Editorial: Laity Key to Fighting False Teaching

Editorial

Laity Key to Fighting False Teaching

Sam Margrave is not a perfect man.  He does not claim to be.  What he claims to be is someone who has been made new in Christ Jesus and as a member of the General Synod from Coventry Diocese (elected, not appointed) he sees it as his responsibility to call out the theological errors being foisted by liberal elitists upon the Church of England’s hierarchy.  You need to know that he does not see himself as the only layman called to hold the hierarchy accountable.  He does not have a messianic complex. 

What he believes is that laity have a duty to rebuff teachings that contrary the clear meaning of scripture.  He is to be commended rather than criticised.

Has he said some things in less than elegant prose?  Yes.  He is speaking plainly enough that any 9 year old could understand.  

It is always worth recalling the wise words of those Christians who have gone before.  Wise counsel is always wise like truth is always true.

The first Bishop of Liverpool, JC Ryle said this about the responsibilities of the laity. In his essay entitled, The Rights and Duties of Laymen.

“This is an inquiry which deserves special attention, and I am much mistaken if the result does not astonish some people, and make them open their eyes.

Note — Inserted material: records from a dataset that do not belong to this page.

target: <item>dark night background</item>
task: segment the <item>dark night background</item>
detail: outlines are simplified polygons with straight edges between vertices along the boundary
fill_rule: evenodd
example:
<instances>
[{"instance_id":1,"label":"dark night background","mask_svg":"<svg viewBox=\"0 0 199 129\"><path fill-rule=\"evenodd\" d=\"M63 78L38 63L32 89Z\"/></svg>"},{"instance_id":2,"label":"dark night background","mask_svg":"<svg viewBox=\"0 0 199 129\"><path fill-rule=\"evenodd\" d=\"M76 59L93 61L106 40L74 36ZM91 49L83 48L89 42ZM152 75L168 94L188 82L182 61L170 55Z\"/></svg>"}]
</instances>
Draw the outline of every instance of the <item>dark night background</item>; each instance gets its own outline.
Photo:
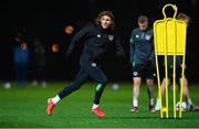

“I say then, without hesitation, that you will not find a single text in the New Testament in which the ordained ministers alone are ever called “the Church,” or ever act for the Church without the laity uniting and co-operating in their action.

“Are the deacons appointed? The apostles recommend their proposal, but “the whole multitude” choose (Act. 6:5). Is a council held to consider whether the heathen converts should be circumcised, and keep the ceremonial law? The decision arrived at is said to come from “the apostles, and elders, and brethren,” with “the whole Church” (Act. 15:22-23). 

“Are inspired Epistles written by Paul to particular Churches? In eight cases they are addressed to “the Church, the saints, the faithful brethren”—and in only one case (the Epistle to the Philippians) is there any mention of overseers and deacons” in the opening address. Does Paul send instructions to the Church about the Lord’s Supper, and about speaking with tongues? He sends them to “them that are sanctified in Christ Jesus” not to the ministers. 

“Is discipline exercised against an unsound member? I find Paul giving directions to the saints at Corinth, without mentioning the ministry, “Put away from among yourselves that wicked person” (1Co. 5:13). Is a man “overtaken in a fault” to be restored to communion? Paul tells those who are “spiritual” among the Galatians to do it, and does not refer it to their ministers. (Gal. 6:1). Is an Epistle written to the Christian Hebrews? Not a word is said about “rulers” until you come to the last chapter. Does James write a General Epistle? He addresses the “twelve tribes,” and only names “teachers” in the third chapter. Does Peter write a General Epistle? He writes to the whole body of the elect, and says nothing to the “elders” until he arrives at the last chapter, and even then he is careful to remind them that they are not “lords over God’s heritage.” As for the Second Epistle of Peter, and the Epistles of John and Jude, they never touch the subject of the ministry at all.

“Now let no one mistake me. That there was to be a distinct order of men to minister to the Church is, to my eyes, most plainly taught in the New Testament. Paul, we are told, “ordained elders in every Church” (Act. 14:23). See 1Co. 12:28; Eph. 4:11; 1st and 2nd Epistles to Timothy; and Titus. But that “the Church” in any city or country meant especially the laity, and the ministers were only regarded as the “servants of the Church” (2Co. 4:5), seems to me as clear as the sun at noon-day.

“As for a Church in which the clergy acted alone, settled everything, decided everything, judged everything, and managed everything, and the laity had no voice at all, I cannot find the spirit of the shadow of such a thing in the Acts or Epistles of the New Testament. On the contrary, while Paul tells the Thessalonians to “esteem their ministers very highly,” it is to the laity, and not the clergy, that he addresses the words, “Warn those who are unruly, comfort the feeble-minded, support the weak” (1Th. 5:13-14).”

Oh, for more Bible believing, God-fearing men like the layman from Coventry.